Personal information
- Born: 30 January 1959 Weißenfels, Bezirk Halle, East Germany
- Died: 5 December 1997 (aged 38) Bad Sachsa, Lower Saxony, Germany
- Height: 1.53 m (5 ft 0 in)

Gymnastics career
- Discipline: Men's artistic gymnastics
- Country represented: East Germany
- Club: SC Synamo Berlin
- Medal record
Representing East Germany
Olympic Games
| Silver medal – second place | 1980 Moscow | Team |
European Championships
| Bronze medal – third place | 1981 Rome | Parallel bars |

= Lutz Hoffmann =

East German gymnast

Lutz Hoffmann (30 January 1959 – 5 December 1997) was an East German gymnast and Olympic silver medalist.
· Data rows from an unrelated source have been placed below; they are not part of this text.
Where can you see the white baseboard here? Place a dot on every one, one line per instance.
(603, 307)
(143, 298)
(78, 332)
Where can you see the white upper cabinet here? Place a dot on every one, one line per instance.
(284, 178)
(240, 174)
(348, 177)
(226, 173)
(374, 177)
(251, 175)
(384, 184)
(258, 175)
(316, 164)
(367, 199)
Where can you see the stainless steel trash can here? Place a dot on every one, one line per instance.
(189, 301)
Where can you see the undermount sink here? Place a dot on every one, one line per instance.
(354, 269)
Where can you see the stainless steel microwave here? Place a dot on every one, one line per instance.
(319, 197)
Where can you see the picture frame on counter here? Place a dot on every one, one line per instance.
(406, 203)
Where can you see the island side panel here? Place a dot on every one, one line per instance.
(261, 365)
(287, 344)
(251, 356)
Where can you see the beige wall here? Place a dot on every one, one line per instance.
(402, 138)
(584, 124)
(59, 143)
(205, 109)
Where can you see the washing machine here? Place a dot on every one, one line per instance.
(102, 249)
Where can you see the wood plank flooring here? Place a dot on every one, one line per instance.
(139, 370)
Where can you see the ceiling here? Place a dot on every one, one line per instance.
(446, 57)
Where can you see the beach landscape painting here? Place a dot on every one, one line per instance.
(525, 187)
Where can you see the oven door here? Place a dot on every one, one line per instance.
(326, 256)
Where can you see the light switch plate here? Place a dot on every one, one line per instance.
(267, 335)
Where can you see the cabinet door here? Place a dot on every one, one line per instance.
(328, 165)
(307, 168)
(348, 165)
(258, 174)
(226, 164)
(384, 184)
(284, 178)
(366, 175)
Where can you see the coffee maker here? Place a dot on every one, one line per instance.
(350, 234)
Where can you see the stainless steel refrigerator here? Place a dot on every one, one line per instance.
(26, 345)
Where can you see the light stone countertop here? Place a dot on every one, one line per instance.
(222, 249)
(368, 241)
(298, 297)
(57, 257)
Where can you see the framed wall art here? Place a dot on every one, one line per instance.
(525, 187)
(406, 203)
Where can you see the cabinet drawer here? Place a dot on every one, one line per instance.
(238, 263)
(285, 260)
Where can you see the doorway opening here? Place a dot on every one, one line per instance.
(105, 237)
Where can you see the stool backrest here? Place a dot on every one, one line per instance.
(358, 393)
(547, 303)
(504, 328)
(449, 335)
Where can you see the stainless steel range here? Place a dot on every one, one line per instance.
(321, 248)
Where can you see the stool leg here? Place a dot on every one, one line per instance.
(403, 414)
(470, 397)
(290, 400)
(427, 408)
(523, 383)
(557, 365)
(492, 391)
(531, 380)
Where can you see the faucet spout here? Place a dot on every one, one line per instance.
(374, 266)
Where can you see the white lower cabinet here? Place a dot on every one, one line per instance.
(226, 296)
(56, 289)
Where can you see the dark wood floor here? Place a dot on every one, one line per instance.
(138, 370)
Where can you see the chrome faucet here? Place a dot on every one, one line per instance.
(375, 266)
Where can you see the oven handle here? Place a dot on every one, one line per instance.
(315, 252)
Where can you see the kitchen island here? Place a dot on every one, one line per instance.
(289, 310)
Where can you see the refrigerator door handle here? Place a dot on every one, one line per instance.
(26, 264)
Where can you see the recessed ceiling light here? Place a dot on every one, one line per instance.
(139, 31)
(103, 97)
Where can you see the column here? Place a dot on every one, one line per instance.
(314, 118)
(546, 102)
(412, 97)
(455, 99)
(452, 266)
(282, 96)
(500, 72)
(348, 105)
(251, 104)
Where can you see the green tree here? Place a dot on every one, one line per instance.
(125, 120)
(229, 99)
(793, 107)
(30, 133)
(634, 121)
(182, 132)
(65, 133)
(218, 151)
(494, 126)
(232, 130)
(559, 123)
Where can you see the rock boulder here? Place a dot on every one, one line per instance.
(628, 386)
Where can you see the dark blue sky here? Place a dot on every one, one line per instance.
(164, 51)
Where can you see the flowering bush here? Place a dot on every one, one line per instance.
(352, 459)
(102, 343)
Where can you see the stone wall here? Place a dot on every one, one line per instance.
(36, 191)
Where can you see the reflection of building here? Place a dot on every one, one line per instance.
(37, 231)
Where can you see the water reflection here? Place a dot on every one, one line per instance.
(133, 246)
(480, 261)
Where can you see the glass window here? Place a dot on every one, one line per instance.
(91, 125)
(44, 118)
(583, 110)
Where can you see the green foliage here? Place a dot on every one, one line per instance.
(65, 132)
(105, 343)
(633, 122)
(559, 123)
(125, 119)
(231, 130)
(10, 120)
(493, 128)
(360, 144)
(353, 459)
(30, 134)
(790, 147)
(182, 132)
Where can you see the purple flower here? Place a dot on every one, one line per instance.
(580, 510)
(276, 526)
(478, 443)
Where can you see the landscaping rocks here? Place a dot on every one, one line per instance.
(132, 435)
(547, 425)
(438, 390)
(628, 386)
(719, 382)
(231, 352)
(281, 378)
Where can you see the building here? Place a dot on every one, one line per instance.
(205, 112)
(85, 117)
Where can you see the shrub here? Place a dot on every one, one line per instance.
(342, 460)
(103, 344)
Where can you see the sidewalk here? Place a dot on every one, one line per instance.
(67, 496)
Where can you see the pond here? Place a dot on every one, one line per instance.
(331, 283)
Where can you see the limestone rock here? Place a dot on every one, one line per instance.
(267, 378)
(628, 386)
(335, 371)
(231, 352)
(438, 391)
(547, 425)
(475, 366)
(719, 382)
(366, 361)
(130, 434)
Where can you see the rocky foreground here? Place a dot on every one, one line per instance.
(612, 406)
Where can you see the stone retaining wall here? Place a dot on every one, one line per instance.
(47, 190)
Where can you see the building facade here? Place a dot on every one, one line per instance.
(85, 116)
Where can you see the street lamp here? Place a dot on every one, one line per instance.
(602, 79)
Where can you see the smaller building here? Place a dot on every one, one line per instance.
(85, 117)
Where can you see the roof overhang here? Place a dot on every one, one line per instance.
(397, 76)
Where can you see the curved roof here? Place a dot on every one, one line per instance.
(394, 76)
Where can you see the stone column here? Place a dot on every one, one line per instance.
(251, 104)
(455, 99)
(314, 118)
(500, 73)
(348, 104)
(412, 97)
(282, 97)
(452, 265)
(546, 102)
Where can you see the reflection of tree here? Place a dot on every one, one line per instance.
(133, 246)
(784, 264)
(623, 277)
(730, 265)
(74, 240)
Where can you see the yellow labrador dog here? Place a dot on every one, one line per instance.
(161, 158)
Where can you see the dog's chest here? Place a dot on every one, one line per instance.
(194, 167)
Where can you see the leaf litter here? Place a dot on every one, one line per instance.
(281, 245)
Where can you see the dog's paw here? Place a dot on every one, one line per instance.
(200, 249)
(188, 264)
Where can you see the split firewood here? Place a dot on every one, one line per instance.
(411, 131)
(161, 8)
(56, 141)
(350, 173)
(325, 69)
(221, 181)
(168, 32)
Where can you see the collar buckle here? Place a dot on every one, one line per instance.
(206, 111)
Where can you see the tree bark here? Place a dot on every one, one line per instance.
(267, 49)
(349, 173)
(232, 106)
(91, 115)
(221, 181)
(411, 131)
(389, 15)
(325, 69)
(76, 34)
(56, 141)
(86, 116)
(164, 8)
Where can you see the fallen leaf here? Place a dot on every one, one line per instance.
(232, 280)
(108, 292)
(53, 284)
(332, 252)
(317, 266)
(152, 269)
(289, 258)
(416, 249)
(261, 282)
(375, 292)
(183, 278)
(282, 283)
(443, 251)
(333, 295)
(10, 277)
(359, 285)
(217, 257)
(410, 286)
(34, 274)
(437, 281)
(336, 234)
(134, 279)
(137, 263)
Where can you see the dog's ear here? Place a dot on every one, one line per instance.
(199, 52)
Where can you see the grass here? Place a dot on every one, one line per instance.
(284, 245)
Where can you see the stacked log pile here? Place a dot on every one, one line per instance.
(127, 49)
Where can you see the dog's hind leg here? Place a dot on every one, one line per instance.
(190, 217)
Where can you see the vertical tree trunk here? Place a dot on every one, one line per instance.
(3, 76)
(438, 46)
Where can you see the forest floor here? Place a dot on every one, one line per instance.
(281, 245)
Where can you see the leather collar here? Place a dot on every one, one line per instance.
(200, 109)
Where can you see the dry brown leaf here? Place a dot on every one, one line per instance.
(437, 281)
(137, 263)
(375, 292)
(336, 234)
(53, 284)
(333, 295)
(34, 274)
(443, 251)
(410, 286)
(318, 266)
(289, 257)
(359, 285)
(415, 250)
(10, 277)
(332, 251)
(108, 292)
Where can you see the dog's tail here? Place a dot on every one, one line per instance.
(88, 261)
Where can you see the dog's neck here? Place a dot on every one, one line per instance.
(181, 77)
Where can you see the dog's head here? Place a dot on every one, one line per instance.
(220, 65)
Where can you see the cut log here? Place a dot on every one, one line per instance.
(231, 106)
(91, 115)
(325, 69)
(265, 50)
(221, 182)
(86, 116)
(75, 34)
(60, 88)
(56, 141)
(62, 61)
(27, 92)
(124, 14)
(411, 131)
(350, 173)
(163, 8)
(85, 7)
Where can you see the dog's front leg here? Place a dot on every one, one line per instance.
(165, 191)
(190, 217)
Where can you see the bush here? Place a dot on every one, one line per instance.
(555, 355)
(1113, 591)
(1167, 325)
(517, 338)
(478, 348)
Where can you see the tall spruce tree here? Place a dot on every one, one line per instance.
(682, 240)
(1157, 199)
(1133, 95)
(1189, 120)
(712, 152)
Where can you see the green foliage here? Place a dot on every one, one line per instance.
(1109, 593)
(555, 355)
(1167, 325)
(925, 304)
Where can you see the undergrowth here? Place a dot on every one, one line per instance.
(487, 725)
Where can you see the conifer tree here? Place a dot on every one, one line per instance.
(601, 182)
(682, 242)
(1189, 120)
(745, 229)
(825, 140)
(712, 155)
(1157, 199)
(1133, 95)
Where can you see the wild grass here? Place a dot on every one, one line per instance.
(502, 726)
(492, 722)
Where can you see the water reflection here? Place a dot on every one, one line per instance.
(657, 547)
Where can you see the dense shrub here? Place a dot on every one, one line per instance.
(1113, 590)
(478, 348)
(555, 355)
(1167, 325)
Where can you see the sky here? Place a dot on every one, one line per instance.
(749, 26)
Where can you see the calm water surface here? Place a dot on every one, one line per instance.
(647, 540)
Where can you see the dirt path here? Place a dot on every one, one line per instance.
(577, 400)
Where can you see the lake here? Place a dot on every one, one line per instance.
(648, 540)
==Early life and training==
He began gymnastics training at the age of five. Beginning in 1976, he trained with the SC Dynamo Berlin. His younger brother Ulf Hoffmann was likewise an Olympic gymnast. In their youth, they shared a boarding school room during their time with SC Synamo Berlin.

==Career==
In 1979 Hoffmann became GDR champion in the floor exercise and finished second in the vault. At the world championships in the same year his team finished fourth. Next year they won a silver medal at the 1980 Summer Olympics in Moscow. At those games, Hoffmann was seventh all-around and sixth on the floor. He won a bronze medal in the parallel bars at the 1981 European championships.

==Later life and death==
After retiring from competitions he worked as gymnastics coach and then became a teacher in Bad Sachsa, Germany, where he committed suicide in 1997.